Tuesday, February 10, 2009

A Bird Named Rufus

Two days ago I stood in my driveway in North Carolina and heard a familiar lilt —“tee hee hee hee hee.” Now that’s a sign of spring.

It’s a sunny day and I’ll just let the rays warm my keyboard while I tell you a story about a bird. Pull up a chair and make yourself at home.

Two days ago I heard the familiar lilt of my favorite bird—“tee hee hee hee hee.”

Time was when I wandered around on my grandfather’s retirement farm in Meade County, Kentucky, looking for the bird that made that sound. Before I became a stuck-up city girl, my main pastime was running loose, face slathered with clay, like nature girl. I’d check the size of the tadpoles in the pond. I’d look for arrowheads. I’d beg my grandfather to dig up the Indian burial ground. When he said no, I’d sulk off on my lone mission to find a bird that didn’t want to be seen.

Every day it was the same drill. Wait for the bird’s trill and then try to spot it.

The bird became my Holy Grail.

No matter how fast I ran, no matter how secret my perch, it eluded me. There were very tall deciduous trees on the farm, and the bird seemed to like the interface between the trees and the field. I just knew I wasn’t big enough to spot the bird. But even with a pair of hand-me-down binoculars from my dad, who was no doubt at the track on the days that I was at the farm, the “tee hee hee hee hee” became a taunt: You’ll never find me—tee hee.

My grandfather had a book on his shelf called American Birds, but even that resource didn't help. In hindsight, my method was flawed. I was trying to match an acoustic memory to a set of photographs. It was no use.

Years passed. My grandfather passed. While my life was flying past, I flew over his farm on a flight to Houston for my interview at M.D. Anderson Cancer Center. As the plane followed the western course of the Ohio and then the southern course of the Mississippi, I thought about the bird, but briefly. The bird, it seemed, had won.

While I was spending all my time learning the histologic patterns that tumors make, my daughter, the lone child of two doctors, was spending lots of time in her room with her books.

I didn’t have much time to read to her my year at Anderson. I was a pathologist in a rigorous fellowship program and the wife of a surgeon. Put those two things together and it comes up just short of single parenting. So, I limited our reading to one book a night at bedtime. She was starved for attention and had figured out that the more pages in the book, the longer mom would have to read. Of course, I compensated by skipping tracts of paragraphs, which didn’t work for long because she had a sharp memory and would pipe up when I left something out.

I still recall the night that I asked her what book we should read, and she handed me the book on backyard birds. All fifty-nine pages. Her smile said, “Gotcha.”

While I read to her I noticed a couple things. As a testament to her loneliness and her budding obsessive-compulsive disorder, she had circled the illustration of every bird in the book. Some she circled in purple crayon, some in orange crayon, and some in black ink. By the time I got to the last page, I was mentally drained and didn’t think much about the description of a brush bird that says “drink your tea.”

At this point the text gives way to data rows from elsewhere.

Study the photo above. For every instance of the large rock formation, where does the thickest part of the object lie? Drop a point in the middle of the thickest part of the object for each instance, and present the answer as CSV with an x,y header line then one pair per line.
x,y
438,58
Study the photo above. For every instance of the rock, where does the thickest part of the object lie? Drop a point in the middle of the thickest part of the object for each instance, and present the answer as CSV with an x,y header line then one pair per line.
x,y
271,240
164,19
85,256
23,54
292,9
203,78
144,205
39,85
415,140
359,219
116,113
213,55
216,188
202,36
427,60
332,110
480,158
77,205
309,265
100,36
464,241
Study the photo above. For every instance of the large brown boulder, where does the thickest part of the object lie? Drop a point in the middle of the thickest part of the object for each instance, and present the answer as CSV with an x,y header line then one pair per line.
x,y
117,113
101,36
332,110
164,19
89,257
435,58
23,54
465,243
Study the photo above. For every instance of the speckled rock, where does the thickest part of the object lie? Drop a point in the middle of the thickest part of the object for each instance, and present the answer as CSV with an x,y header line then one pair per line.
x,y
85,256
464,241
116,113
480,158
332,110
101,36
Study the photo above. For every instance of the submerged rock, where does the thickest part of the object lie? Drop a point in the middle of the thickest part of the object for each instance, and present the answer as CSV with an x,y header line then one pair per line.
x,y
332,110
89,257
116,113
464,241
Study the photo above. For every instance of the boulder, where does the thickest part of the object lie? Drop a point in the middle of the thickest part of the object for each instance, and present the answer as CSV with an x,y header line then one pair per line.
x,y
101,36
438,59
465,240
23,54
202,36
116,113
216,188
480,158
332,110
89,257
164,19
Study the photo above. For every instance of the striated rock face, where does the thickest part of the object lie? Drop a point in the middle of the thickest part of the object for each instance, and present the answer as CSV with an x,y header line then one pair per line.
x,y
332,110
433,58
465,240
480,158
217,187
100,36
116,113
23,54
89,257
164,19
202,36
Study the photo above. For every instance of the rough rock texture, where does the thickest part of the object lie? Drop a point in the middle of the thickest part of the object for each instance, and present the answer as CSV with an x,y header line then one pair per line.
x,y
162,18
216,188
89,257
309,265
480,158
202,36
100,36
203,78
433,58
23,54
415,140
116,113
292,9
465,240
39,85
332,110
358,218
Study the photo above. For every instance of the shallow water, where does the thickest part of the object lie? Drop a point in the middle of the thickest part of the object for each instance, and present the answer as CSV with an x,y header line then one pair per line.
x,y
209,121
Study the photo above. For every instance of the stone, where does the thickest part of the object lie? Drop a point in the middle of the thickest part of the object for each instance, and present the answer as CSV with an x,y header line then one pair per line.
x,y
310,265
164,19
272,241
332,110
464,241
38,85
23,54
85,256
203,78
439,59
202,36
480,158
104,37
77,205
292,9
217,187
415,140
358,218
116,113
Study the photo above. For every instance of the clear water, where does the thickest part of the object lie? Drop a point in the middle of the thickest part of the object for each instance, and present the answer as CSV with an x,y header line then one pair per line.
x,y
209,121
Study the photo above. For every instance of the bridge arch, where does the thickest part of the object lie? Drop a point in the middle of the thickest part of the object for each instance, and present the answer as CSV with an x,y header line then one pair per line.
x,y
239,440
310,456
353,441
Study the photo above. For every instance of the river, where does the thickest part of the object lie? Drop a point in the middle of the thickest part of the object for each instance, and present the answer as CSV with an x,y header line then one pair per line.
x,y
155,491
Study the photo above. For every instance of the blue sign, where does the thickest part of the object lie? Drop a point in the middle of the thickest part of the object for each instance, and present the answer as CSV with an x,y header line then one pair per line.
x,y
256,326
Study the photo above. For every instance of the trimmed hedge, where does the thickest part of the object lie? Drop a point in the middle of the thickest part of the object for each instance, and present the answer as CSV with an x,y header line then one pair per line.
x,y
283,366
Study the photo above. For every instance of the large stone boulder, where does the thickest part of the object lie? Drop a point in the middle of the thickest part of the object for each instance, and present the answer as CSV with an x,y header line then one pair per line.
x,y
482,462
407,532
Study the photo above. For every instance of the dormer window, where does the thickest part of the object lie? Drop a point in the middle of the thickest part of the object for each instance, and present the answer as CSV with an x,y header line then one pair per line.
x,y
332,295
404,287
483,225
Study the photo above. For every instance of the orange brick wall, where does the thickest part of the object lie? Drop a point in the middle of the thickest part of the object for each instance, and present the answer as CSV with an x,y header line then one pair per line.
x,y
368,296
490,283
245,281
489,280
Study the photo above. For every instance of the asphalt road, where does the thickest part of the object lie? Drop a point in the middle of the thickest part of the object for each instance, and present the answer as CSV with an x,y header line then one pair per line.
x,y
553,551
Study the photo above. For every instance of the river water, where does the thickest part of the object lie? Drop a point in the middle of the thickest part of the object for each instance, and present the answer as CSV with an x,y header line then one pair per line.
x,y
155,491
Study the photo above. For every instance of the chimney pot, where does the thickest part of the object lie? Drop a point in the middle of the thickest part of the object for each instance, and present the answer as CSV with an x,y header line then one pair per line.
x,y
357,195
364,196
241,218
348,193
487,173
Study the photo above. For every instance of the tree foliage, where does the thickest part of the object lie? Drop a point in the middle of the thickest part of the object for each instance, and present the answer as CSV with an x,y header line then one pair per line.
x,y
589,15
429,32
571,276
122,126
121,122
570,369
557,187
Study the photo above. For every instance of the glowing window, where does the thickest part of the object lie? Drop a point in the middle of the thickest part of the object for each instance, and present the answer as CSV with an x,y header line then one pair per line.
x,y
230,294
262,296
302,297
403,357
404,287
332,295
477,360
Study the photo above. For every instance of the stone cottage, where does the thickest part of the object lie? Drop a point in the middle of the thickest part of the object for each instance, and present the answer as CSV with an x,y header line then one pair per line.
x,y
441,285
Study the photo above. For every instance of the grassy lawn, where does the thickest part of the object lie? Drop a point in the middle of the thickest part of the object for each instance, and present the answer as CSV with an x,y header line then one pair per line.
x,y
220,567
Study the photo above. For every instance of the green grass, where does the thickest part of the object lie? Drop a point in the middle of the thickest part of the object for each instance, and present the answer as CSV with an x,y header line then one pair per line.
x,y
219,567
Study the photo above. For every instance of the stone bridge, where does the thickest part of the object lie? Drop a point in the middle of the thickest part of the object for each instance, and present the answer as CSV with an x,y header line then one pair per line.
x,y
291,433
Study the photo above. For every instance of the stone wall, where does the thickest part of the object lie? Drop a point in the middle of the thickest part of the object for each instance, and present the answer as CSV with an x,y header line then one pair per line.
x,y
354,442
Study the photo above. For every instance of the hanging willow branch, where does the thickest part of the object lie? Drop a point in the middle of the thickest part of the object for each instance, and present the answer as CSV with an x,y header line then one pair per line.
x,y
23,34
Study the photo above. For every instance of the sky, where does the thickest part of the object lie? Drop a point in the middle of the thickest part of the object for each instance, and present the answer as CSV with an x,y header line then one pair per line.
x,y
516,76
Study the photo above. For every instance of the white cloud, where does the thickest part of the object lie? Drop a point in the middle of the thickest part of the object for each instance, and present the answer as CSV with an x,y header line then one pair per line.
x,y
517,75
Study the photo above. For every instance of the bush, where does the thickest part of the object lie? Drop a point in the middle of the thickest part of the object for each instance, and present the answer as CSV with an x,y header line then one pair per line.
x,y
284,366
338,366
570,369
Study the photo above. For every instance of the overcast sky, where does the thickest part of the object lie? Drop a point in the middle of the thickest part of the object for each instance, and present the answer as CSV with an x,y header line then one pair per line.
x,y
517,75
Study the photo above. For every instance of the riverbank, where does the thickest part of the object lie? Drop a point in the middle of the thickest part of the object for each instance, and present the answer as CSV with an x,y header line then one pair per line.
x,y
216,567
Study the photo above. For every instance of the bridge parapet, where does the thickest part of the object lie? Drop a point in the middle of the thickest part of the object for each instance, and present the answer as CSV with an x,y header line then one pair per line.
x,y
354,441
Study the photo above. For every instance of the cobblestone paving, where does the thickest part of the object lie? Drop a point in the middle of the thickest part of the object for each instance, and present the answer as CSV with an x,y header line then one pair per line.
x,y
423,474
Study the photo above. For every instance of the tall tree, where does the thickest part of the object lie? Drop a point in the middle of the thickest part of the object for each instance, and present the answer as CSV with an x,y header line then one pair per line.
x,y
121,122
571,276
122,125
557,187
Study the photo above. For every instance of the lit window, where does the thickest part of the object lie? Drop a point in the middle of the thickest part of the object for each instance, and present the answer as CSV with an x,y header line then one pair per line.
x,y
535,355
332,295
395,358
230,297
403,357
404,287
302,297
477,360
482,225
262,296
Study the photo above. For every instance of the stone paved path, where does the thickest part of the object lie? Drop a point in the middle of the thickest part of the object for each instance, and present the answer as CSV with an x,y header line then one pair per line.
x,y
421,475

After a divorce, a second marriage, a second child, the death of a second parent, and a move from Texas to North Carolina, I turned to the two things I felt passionate about: writing and parenting. To fill the void when my son left the nest for preschool, I worked on a novel, creating characters to keep me company. I did my best writing at a window that faced my front yard and its bird feeders.

The day I heard the tee hee hee in North Carolina I felt like a miracle had come to pass. I got up from my Mac and stood at the window. There, under a bush, was a rather ordinary looking black bird, with orange markings below his wing. I ran to the bookshelf and pulled down my grandfather’s book. On page 149 I found Pipilo erythrophthalmus, the rufous-sided towhee. The text described a brush bird.

I couldn’t believe it: All those years of looking up in the tops of trees when I should have been looking down in the brush.

Have you ever looked in the wrong place for something? It’s like forcing an agenda.

The rufous-sided towhee came to be written into the novel, where the quest to spot him is a metaphor for looking high when you should be looking low.

At my house in Carolina you can hear the rufous-sided towhee from February to September. Each time I hear him I’m transported back to Kentucky and my grandfather’s twenty acres that meant so much to me before I got stuck-up.